Filed by AMR Corporation

Commission File No. 1-8400

Pursuant to Rule 425 Under the Securities Act of 1933

And Deemed Filed Pursuant to Rule 14a-12

Under the Securities Exchange Act of 1934

Subject Company: US Airways Group, Inc.

Commission File No. 001-8444




May 22, 2013 > Issue 14


A joint merger communication for employees of the new American

Creating a premier global carrier

Where in the World Are Our Employees?

Thanks to our reciprocal travel program, the people of American Airlines and US Airways have been devoting their free time to visiting lots of new and interesting destinations. We asked two of our jet-setting employees, Jack Glenn of American and Stacee Wells of US Airways, to tell us about their recent adventures.

Name: Stacee Wells, Analyst, Human Resources Records in the 401(k) & Savings Programs, US Airways

Travel route: DFW—Northwest Arkansas Regional Airport (XNA)

“I traveled on US Airways to DFW, then American to XNA, the Northwest Arkansas Regional Airport in Bentonville, Arkansas last Wednesday and returned to DFW yesterday and caught an American flight back to PHX,” said Stacee.

“It’s so nice to have the option of getting to XNA on American out of DFW,” said Stacee.

“The American ticket and gate agents were very friendly and I really like the monitors in the gate areas at American that have the standby lists displayed for the flight. The monitor lets you know when you have been cleared for a seat.”

Name: Jack Glenn, Business Analyst – Horizon Program/Crew Management System, American

Travel route: Seattle (SEA)—Phoenix (PHX)—DFW

“Our original American Seattle to DFW flight got cancelled due to a mechanical issue, so it’s a sweet deal to have reduced rate on US Airways,” said Jack. “Using the myIDtravel application we were able to quickly look at our options and buy the tickets. We walked down to the US Airways gate, checked in and we were on our way.”

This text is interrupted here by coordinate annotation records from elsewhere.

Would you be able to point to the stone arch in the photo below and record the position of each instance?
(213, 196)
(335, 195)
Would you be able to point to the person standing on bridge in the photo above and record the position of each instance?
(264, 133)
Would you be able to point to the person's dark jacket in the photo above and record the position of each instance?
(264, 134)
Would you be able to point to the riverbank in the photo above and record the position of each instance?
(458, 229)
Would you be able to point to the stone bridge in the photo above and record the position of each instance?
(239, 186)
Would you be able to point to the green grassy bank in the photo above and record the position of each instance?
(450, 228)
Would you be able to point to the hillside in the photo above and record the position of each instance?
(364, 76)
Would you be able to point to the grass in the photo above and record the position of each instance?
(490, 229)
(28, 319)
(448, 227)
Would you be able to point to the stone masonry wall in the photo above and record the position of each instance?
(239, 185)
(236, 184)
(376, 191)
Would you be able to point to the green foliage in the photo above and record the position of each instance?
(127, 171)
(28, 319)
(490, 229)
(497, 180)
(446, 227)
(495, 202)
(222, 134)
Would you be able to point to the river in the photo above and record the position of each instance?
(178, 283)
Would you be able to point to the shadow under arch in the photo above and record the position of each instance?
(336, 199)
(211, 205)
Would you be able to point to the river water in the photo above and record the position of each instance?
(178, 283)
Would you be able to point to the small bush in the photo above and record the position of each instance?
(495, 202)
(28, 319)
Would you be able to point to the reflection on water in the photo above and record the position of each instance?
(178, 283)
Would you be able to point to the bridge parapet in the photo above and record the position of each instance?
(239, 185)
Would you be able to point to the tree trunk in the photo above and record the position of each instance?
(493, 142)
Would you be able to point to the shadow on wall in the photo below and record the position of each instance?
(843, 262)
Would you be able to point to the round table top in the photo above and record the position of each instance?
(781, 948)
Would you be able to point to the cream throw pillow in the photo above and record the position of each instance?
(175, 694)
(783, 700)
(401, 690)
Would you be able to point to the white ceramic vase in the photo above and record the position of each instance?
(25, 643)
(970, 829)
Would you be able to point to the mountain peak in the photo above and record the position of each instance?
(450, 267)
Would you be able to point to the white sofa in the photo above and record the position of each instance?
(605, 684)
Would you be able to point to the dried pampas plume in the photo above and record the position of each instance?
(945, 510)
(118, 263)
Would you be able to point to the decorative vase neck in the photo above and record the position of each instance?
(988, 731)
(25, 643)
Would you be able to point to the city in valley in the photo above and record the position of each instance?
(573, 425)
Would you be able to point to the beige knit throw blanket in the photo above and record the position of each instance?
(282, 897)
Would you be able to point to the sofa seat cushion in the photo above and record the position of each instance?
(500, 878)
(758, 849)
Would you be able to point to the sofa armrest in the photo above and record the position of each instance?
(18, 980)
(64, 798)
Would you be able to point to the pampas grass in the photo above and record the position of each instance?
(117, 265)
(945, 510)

“The best part of flying US Airways this time was the coincidence that our longtime friend Jerry Mogridge, who is a US Airways employee, was non-revving on our flight from SEA to PHX! It was also our first time flying on an A-321, which was fun because I know American will soon be taking new deliveries. And while onboard, I noticed that US Airways offers mojitos and cosmopolitans for festive cocktail options,” said Glenn.

“I’m flying to London in June for a concert and continuing to Nice for a few days before returning home from Paris. It’s good to know we have US Airways as an inexpensive option if the American flights fill up.”

Stacee Wells, Analyst, Human Resources Records in the 401(k) & Savings Programs, US Airways

Jack Glenn, Business Analyst – Horizon Program/Crew Management System, American Airlines


Send us your questions!






Send us your questions!


Culture Club: Celebrating Aviation Maintenance Technician Day

Aviation Maintenance Technician Day, observed annually on May 24, is a national day of recognition for the hard-working maintenance technicians in our industry. Each year American and US Airways host special events to honor the outstanding work these men and women do to keep our planes flying safely and reliably. This year, the celebrations will also include some American-US Airways bonding. One such example is the Northeast Division where Mike Trochalakis, American’s Line Maintenance Managing Director for the division, has invited US Airways colleagues to join in the festivities at LaGuardia Airport in New York (LGA), Ronald Reagan Washington National Airport in D.C. (DCA) and Logan International Airport in Boston (BOS).

Name: George Monahan, Instructor – Aircraft Maintenance, Boston Logan International Airport (BOS), American

Number of years at American: Twelve, but 53 if you include my time at TWA, where I began working in 1960.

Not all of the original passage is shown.